JEMS to reduce ambulance service in Franklin Twp. neighborhood

FRANKLIN TWP. — A Hunter resident said his neighborhood “is getting the raw end of the deal” due to a upcoming reduction of operating hours for the ambulance service in that area.

As a cost-cutting move, the Joint Emergency Medical Service Board voted unanimously Tuesday, Sept. 21 to reduce ambulance service in the Hunter area of Franklin Twp. starting Oct. 1.

The JEMS district provides EMS and paramedic services for about 30,000 residents of Franklin Twp., Carlisle and the city of Franklin.

JEMS Board Chairman Jason Faulkner, who is a Franklin City Council member and represents the city on the board, said the service reduction was one of six options the board considered at Tuesday’s special meeting.

Joe Rosell, a Lynn Drive resident who is also a firefighter/paramedic for an area agency and a former lieutenant with the Joint Emergency Medical Service for 10 years, said “browning out” the Hunter unit from 11 p.m. to 5 a.m. is “unacceptable.

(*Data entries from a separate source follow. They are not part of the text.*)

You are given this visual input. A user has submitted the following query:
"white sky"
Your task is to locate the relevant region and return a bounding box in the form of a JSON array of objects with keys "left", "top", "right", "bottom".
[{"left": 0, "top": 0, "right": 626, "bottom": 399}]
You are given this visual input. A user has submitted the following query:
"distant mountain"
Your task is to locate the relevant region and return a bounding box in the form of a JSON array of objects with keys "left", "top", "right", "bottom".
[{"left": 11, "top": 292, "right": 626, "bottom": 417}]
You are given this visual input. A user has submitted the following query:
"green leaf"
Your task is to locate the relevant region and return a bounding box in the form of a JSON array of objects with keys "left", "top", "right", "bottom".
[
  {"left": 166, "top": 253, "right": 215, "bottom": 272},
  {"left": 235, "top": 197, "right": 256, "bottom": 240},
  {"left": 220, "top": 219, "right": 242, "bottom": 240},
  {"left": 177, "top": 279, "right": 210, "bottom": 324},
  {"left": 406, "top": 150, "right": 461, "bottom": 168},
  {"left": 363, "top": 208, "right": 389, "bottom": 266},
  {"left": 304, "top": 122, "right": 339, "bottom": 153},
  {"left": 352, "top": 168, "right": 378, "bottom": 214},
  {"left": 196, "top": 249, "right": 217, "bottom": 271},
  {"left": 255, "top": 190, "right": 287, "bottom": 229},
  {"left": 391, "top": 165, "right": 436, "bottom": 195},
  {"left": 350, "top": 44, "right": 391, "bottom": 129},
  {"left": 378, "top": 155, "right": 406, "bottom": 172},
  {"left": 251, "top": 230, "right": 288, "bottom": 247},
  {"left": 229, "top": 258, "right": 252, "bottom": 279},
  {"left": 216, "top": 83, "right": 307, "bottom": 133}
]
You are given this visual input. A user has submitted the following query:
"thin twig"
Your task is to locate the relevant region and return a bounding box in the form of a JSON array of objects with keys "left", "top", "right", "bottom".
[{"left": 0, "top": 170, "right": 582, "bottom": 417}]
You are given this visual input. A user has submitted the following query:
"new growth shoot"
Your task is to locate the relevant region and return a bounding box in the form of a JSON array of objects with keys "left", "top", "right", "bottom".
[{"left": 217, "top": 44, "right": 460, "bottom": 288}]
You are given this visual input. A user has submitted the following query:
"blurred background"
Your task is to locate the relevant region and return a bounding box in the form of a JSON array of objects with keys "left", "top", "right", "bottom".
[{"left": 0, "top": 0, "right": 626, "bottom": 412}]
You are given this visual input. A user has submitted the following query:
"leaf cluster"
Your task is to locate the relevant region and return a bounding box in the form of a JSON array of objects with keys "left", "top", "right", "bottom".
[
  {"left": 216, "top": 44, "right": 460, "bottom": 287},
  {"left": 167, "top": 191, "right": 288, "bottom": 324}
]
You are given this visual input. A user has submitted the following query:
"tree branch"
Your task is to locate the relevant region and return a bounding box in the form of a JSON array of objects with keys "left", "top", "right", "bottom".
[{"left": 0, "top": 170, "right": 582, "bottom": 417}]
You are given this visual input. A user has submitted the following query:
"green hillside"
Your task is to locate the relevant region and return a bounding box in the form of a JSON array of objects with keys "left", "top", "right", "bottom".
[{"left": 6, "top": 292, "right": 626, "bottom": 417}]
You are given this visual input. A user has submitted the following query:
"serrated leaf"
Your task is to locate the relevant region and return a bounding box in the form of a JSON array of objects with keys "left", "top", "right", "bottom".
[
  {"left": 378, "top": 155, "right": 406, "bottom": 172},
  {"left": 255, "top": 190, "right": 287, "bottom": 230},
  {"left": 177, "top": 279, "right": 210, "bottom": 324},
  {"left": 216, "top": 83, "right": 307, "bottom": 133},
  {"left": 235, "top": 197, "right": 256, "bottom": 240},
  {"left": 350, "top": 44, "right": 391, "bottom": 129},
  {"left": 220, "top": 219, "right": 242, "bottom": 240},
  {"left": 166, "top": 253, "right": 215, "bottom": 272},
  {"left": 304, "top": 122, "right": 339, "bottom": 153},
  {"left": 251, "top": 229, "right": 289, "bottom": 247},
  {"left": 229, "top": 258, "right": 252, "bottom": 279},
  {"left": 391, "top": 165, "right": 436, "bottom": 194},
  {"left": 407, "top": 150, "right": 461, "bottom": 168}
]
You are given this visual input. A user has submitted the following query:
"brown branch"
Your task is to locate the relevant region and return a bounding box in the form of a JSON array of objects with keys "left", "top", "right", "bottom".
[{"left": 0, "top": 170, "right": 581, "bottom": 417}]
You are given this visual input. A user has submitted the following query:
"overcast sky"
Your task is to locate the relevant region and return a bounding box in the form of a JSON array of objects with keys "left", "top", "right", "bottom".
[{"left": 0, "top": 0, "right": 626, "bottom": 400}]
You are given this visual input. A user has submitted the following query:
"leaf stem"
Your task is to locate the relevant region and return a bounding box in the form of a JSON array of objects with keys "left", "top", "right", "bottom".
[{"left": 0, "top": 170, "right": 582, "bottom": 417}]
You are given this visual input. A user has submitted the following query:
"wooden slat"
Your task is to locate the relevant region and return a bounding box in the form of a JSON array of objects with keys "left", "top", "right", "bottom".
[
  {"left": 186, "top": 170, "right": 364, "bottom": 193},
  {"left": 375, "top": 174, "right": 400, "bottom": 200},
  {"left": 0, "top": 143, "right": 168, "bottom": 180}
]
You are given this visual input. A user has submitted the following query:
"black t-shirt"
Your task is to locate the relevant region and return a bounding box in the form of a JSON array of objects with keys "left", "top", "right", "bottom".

“It’s going to take an ambulance nine minutes to get here if it’s in Franklin and about 20 minutes if has to come from the Carlisle area,” Rosell said.

“I live two minutes away from the Hunter station,” he said. “What if my child stops breathing during that (brown-out) during the night? It could take 20 minutes for an ambulance to arrive from Carlisle and it only takes four to six minutes for brain death to occur.”

Faulkner said the reduction will save the district about $38,000 over three months in payroll costs because the number of staff will be reduced from seven to five.

The service reduction will also take out the first response vehicle from 5 a.m. to 11 p.m. and that it would go to the Hunter station on Robinson-Vail Road during the hours of 11 p.m. to 5 a.m., Faulkner said.

He said the board “reluctantly voted” for the service reduction based on one of the options prepared by JEMS Chief Andy Riddiough.

“Based on the data from 2007 to 2010, this was the leanest time to make a reduction in service,” Faulkner said.

The JEMS budget is funded by two small tax levies, an 0.8-mill levy approved in 1988, and a 1-mill levy approved in 1995, that generates about $460,000 or 40 percent of its approximate $1.5 million annual budget. The remainder of the revenues are from billing receipts for services, Faulkner said.

The district’s EMS units average about 3,000 runs a year and has a full-time chief and fiscal officer and about 55 emergency medical technicians and paramedics.

Riddiough said this should be a temporary reduction in service until officials can develop its budget projection for 2011.

He also said he expects all options, which includes himself being laid off, to be revisited by the board at its monthly meetings. The next JEMS Board meeting will be at 6 p.m. Oct. 5 at the JEMS station on East Sixth Street in Franklin.

However, Rosell said he still feels like he isn’t being listened to and said there are other ways to fix this.

“We pay our taxes like everyone else does,” he said. “Franklin, Carlisle and the rest of the township is getting service 24/7. But we won’t.”

“No one is happy in the Hunter community that I’ve talked to but most of the community doesn’t know about this yet,” Rosell said. “I’m not playing with this. I’ve seen people die because we could have saved them if we’d got there sooner. Nine minutes is unacceptable.”